Une dizaine de personnes ont été tuées lors des pluies diluviennes qui ont frappé la semaine dernière la Centrafrique, deuxième pays le moins développé au monde, a déclaré lundi à l'AFP le président de la Croix-Rouge locale.

"Nous sommes surpris des dégâts causés par cette pluie diluvienne, c'est la première fois que nous avons un tel bilan" meurtrier, a assuré Antoine Mbao Bogo, précisant que, selon un bilan encore provisoire, neuf personnes ont été tuées à Bouchia, dans le sud du pays, trois à Bria, dans l'est, et une dans la capitale Bangui. La Centrafrique, dont 71% des 4,6 millions d'habitants vivent en-dessous du seuil de pauvreté (moins de 1,90 dollar par jour) et plus de la moitié ont besoin d'aide humanitaire, selon la Banque mondiale, est régulièrement touchée par des inondations. En 2019, au moins 28.000 personnes se sont retrouvées sans abri dans ce pays extrêmement pauvre d'Afrique centrale à cause d'inondations inédites. En cause, des pluies exceptionnelles et incessantes combinées à la crue décennale de l'Oubangui et de ses affluents.
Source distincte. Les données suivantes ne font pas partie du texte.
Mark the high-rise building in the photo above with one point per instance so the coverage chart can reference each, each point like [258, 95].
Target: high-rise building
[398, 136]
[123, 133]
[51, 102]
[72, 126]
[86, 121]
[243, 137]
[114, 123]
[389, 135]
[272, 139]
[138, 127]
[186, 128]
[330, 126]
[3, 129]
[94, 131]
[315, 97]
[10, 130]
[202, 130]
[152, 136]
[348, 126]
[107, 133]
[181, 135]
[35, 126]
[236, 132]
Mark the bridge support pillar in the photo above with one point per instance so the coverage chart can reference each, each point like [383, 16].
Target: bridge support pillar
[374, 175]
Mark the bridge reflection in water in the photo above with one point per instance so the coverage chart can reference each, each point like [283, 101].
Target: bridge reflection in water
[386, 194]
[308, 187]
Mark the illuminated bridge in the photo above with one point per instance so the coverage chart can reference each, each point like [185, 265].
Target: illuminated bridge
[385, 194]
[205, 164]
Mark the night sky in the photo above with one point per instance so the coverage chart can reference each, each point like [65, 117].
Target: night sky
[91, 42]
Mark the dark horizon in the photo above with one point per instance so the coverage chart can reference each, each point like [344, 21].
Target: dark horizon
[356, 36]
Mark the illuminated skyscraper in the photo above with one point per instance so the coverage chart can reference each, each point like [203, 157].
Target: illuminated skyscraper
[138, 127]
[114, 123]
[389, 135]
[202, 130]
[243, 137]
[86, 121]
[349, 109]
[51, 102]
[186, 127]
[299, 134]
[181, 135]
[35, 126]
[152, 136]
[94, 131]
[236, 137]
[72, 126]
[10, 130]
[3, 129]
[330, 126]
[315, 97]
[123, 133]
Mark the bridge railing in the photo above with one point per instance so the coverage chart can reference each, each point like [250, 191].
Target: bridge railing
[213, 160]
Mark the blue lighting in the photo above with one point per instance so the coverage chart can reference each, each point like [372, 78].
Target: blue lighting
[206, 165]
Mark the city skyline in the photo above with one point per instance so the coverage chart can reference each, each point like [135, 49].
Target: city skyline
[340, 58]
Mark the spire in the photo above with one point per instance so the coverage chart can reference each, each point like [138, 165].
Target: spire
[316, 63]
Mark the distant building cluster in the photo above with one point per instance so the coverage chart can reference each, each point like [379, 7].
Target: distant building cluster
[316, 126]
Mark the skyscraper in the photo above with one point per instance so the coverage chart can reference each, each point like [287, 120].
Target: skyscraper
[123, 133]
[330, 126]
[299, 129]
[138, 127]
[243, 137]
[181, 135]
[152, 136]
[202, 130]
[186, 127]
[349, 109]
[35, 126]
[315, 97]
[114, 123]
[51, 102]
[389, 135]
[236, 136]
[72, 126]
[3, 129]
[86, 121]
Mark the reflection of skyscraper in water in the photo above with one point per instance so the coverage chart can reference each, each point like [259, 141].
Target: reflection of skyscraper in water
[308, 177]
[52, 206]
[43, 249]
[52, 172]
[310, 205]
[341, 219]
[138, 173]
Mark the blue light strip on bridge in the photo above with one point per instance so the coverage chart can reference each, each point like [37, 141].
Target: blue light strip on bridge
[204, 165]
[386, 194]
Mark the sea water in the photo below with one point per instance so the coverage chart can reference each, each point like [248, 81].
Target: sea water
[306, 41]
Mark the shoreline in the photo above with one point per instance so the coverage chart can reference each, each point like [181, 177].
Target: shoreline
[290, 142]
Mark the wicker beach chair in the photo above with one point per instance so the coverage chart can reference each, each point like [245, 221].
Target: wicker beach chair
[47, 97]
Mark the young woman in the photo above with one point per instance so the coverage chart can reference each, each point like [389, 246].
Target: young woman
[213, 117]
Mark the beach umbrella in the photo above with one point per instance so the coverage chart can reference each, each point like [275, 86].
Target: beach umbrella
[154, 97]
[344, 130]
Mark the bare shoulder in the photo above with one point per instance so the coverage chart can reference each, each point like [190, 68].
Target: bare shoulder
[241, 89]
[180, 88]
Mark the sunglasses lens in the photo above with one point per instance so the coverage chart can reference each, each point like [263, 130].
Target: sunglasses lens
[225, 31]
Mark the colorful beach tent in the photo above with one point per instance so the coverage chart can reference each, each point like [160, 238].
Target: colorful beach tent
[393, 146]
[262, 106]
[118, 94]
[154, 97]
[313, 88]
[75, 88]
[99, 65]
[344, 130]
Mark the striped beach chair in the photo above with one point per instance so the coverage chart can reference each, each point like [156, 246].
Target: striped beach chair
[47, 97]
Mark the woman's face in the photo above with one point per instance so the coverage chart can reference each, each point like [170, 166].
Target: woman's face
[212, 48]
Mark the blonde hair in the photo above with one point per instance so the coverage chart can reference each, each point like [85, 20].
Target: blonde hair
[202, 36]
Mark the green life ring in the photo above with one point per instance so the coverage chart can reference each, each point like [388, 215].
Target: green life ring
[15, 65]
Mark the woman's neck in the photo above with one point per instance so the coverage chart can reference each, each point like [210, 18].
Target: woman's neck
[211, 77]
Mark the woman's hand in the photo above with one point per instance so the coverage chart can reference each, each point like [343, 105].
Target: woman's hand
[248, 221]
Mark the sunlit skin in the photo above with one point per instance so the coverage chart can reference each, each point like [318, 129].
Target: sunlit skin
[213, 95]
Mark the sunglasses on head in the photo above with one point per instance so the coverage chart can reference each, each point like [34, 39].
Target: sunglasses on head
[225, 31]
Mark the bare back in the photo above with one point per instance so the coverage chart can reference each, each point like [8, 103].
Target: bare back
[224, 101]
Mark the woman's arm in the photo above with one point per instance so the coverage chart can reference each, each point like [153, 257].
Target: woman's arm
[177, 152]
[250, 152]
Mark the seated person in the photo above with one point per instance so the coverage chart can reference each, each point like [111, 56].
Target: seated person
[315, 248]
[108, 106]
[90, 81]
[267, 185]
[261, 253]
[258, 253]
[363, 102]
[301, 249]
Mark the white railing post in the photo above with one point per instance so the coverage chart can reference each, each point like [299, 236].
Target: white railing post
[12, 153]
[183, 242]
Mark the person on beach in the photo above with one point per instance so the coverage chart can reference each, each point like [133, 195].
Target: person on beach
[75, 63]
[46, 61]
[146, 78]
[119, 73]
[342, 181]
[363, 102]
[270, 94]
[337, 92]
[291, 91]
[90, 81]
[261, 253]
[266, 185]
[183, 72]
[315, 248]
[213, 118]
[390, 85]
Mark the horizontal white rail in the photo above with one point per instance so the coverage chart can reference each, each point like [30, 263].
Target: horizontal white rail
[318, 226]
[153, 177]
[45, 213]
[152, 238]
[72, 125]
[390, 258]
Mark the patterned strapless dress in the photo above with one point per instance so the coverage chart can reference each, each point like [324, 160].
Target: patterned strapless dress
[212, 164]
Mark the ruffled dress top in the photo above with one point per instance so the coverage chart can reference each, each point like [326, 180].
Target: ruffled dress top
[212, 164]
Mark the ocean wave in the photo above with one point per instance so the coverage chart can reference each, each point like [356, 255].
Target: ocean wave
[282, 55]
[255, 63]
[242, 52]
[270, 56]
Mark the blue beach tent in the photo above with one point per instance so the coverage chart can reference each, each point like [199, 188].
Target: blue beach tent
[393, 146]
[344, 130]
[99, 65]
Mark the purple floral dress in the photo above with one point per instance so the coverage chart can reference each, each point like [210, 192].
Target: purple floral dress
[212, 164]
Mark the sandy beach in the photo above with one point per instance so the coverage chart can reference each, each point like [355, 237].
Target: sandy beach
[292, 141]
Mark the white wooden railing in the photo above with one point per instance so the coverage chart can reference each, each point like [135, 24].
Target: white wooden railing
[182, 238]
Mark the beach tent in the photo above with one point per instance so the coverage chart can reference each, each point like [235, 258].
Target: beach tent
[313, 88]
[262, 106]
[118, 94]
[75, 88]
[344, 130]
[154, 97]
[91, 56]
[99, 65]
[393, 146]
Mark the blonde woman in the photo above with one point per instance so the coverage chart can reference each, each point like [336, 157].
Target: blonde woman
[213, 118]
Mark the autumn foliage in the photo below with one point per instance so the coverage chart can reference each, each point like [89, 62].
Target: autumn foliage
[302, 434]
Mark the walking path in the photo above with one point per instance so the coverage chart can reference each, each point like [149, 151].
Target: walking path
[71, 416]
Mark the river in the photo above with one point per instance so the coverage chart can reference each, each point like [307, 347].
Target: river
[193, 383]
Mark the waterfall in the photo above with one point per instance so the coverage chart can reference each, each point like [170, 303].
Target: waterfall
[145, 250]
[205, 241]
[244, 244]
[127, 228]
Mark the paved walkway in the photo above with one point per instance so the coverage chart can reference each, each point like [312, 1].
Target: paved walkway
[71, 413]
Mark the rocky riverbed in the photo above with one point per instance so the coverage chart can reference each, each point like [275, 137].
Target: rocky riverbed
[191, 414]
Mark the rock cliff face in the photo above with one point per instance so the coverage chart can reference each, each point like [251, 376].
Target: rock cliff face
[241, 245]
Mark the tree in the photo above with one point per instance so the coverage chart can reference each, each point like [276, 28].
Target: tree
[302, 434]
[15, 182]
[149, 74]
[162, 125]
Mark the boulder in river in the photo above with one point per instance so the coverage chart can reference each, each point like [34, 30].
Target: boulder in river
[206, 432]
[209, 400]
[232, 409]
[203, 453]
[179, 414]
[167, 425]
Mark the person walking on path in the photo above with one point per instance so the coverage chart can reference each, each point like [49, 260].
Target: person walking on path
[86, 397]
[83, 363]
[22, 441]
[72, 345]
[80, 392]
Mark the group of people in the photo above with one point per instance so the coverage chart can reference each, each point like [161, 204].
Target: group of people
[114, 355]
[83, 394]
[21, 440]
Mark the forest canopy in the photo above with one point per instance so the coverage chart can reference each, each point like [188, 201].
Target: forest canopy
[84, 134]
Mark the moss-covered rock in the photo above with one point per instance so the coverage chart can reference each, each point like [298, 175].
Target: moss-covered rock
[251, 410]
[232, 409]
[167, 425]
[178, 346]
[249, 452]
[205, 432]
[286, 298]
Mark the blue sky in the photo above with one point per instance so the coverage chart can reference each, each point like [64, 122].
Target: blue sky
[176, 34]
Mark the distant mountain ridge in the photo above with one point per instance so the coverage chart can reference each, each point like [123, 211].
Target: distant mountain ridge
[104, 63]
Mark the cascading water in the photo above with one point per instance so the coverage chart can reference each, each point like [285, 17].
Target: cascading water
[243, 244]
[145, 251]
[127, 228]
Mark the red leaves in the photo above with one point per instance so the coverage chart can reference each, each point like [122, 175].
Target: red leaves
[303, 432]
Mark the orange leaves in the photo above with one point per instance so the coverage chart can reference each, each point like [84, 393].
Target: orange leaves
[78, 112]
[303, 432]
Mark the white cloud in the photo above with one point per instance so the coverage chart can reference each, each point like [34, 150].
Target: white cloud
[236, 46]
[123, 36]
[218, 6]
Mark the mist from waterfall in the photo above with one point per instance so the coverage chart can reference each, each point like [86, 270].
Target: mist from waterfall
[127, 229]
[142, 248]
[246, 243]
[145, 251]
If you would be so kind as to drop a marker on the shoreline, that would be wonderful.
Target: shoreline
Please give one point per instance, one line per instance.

Bangui a été particulièrement touchée par les inondations la semaine dernière et plus de "1.300 ménages se retrouvent sans abri", a déclaré à l'AFP Virginie Baïkoua, ministre de l'Action humanitaire. "Avec la cellule de crise mise en place par le gouvernement, on va identifier les différents problèmes, on va faire une cartographie des ouvrages - tels que les ponts, canalisations, curages - et des quartiers les plus souvent touchés pour que la population ne connaisse plus ces catastrophes", a-t-elle poursuivi. "J'ai tout perdu, je ne sais même pas où aller avec mes enfants", a raconté à l'AFP Safiatou Ngbedi, une habitante du 6e arrondissement de Bangui, sortie de sa maison juste avant qu'elle ne s'écroule. "On n'utilise que l'eau du puits et juste à côté nos toilettes ont aussi débordé, on imagine que l'eau des latrines est mélangée avec celle du puit", s'est inquiété Josue Djazoundou, vendeur d'essence dans un quartier de la capitale, dont la maison s'est aussi effondrée. "Je prie seulement pour que les enfants ne tombent pas malade", a-t-il dit.